A radical approach to remaking the courts Obama’s choice for the D.C. Circuit threatens women of faith
It seems President Obama’s credibility is at an all-time low these days. His Obamacare sales pitch, “If you like your health care, you can keep it,” stands exposed. The White House has been in damage control mode for weeks, but only because the powerful media gatekeepers have finally decided to press on this one issue.
The questions being asked today could have been asked long ago. Obamacare is not the only issue in which Mr. Obama’s actions and statements strain credulity. Scandals over Benghazi, the National Security Agency and the Internal Revenue Service are other areas in which the left-leaning media has decided not to ask too many questions.
Here is another area: President Obama’s
obstinate push for judges on the U.S. Court of Appeals for the District of Columbia Circuit. “We’re remaking the courts,” he boasted at a recent fundraiser. His credibility shattered, the only hope the president has of advancing his agenda is through executive action. Because administrative actions are reviewed by the judges on the D.C. Circuit, the president seeks to pack the court with left-wing ideologues who will uphold his agenda.

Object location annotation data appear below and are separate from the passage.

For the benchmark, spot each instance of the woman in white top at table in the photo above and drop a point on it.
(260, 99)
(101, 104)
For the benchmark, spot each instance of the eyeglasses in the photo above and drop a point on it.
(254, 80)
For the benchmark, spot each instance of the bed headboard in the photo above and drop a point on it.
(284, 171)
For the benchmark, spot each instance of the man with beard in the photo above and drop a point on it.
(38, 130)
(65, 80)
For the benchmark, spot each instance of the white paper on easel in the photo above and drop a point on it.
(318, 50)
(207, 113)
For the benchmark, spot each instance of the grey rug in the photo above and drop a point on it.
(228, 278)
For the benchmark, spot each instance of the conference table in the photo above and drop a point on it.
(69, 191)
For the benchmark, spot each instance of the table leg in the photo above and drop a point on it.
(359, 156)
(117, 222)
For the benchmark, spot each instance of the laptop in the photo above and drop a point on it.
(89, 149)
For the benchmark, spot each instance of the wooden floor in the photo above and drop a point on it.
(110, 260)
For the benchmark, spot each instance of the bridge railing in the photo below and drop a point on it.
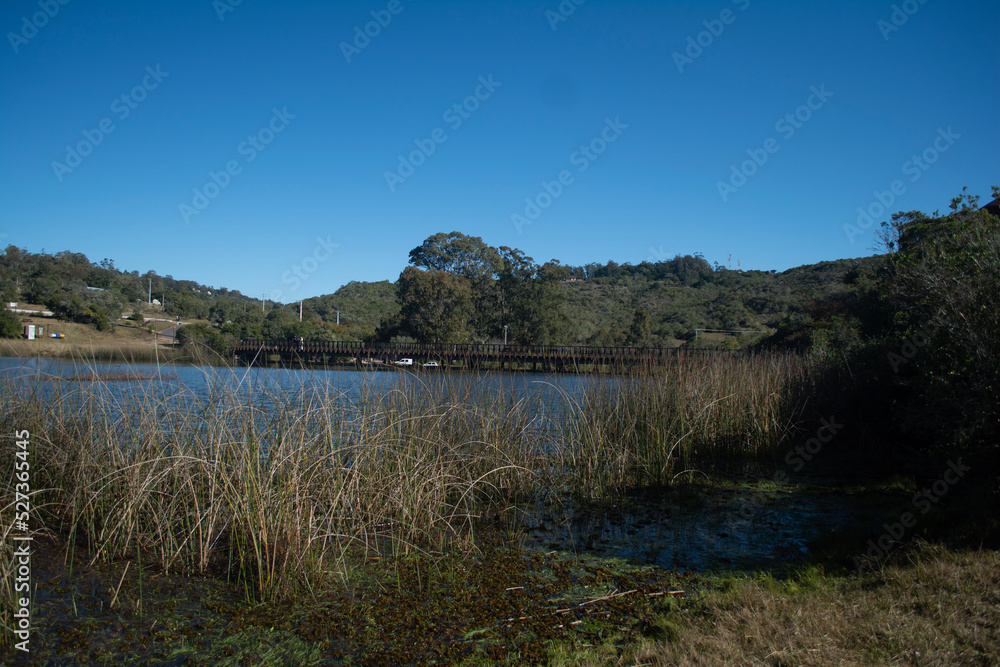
(445, 350)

Most revealing is the type of nominee Mr. Obama is advancing. One of particular concern to women of faith is Cornelia Pillard. A cloture vote on her nomination is expected in the Senate on Tuesday. In an age where the traditional values of women of faith are under constant attack and ridicule by the liberal elite, Miss Pillard’s disdain for conservative women is uniquely offensive.

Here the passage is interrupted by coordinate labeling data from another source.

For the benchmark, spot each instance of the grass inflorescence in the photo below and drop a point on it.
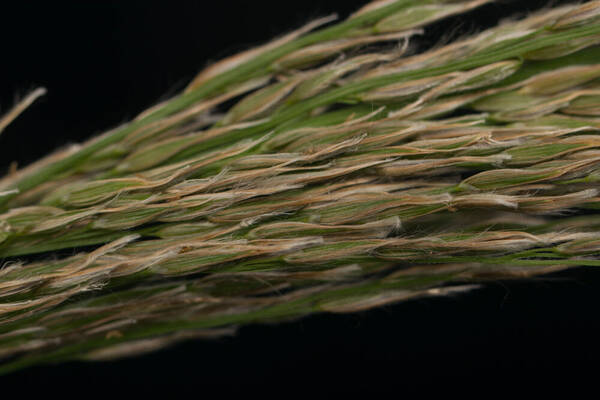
(349, 173)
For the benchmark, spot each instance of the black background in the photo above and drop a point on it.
(105, 61)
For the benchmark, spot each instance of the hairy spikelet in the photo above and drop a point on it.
(348, 174)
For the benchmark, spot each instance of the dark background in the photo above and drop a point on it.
(105, 61)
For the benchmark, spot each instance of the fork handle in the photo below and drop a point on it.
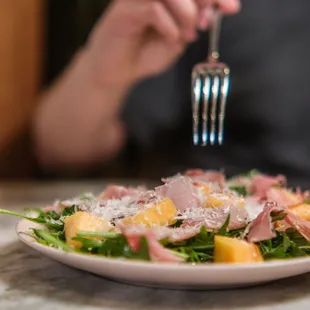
(214, 34)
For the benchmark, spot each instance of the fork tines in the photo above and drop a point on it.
(209, 90)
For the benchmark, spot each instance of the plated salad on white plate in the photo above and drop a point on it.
(198, 217)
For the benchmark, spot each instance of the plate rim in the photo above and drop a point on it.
(28, 240)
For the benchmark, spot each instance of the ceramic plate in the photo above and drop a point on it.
(171, 276)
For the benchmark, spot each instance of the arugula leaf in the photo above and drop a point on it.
(49, 239)
(48, 219)
(69, 211)
(103, 235)
(224, 228)
(277, 216)
(177, 224)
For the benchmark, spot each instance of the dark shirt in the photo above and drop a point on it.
(267, 47)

In an eye-opening piece, “Our Other Reproductive Choices: Equality in Sex Education, Contraceptive Access, and Work-Family,” Miss Pillard not only disagrees with abstinence education, which women can disagree on, but she actually suggests it is unconstitutional. She writes: “The abstinence-only approach is permeated with stereotyped messages and sex-based double standards about acceptable male and female sexual behavior and appropriate social roles. Public school teaching of gender stereotypes violates the constitutional bar against sex stereotyping and is vulnerable to equal-protection challenge.” This is not a policy opinion, but a legal opinion, showing her radical judicial temperament.
She also wrote, “Anti-abortion laws and other restraints on reproductive freedom not only enforce women’s incubation of unwanted pregnancies, but also prescribe a ‘vision of the woman’s role’ as mother and caretaker of children in a way that is at odds with equal protection.”
Her pro-abortion, feminist radicalism has led her to discuss some bizarre legal theories concentrated on what she calls a right to “reproductive self-determination” and the idea that the right to abortion comes from the concept of equal protection, which is not at all what the U.S. Supreme Court has found.
That militant belief led her to push for the application to pro-life groups of the Racketeer Influenced and Corrupt Organizations Act (RICO) legislation mainly designed to deal with mobsters. The concept is so radical it was rejected by a unanimous Supreme Court in Scheidler v. NOW.
Miss Pillard holds a similarly extreme view of religious liberty. In discussing the recent Hosanna-Tabor Evangelical Lutheran Church v. EEOC case, she said the church’s exercise of its religious freedom presented “a substantial threat to the American rule of law.” Again, a unanimous Supreme Court rejected her disturbing legal theory.
Sen. Orrin G. Hatch, Utah Republican, had this to say at the committee hearing: “[Miss Pillard’s] ideology shapes and motivates how she sees both the law and the facts in such cases.” This is the type of nominee Mr. Obama is trying to unnecessarily elevate to the D.C. Circuit. Aside from his political gamesmanship, there is no need for these judges. The D.C. Circuit is underworked — so much so that Sen. Chuck Grassley, Iowa Republican, has introduced the Court Efficiency Act of 2013, which would eliminate three unnecessary seats on the court. Mr. Grassley’s evidence to support the legislation is irrefutable. “In terms of raw numbers, the D.C. Circuit has the lowest number of total appeals filed annually among all the circuit court of appeals,” he revealed in Senate testimony.
The current D.C. Circuit judges themselves agree. One of them even responded to Mr. Grassley’s inquiry with the comment, “If any more judges were added now, there wouldn’t be enough work to go around.”
Still, Mr. Obama has nominated three judges to the three vacancies available. Contrast that with the 11th Circuit, where there are four vacancies, yet the president has only nominated one judge for the positions. The president knows how important it is to pack the D.C. Circuit to get his agenda implemented.
That is why Senate Majority Leader Harry Reid has made the D.C. Circuit a priority, saying they need “one more” to “switch the majority.”
Americans, especially women, should not stand for it. We must urge our senators to exercise their constitutionally mandated role of “advise and consent” on judicial nominees to stop Mr. Obama’s radicalization of the D.C. Circuit.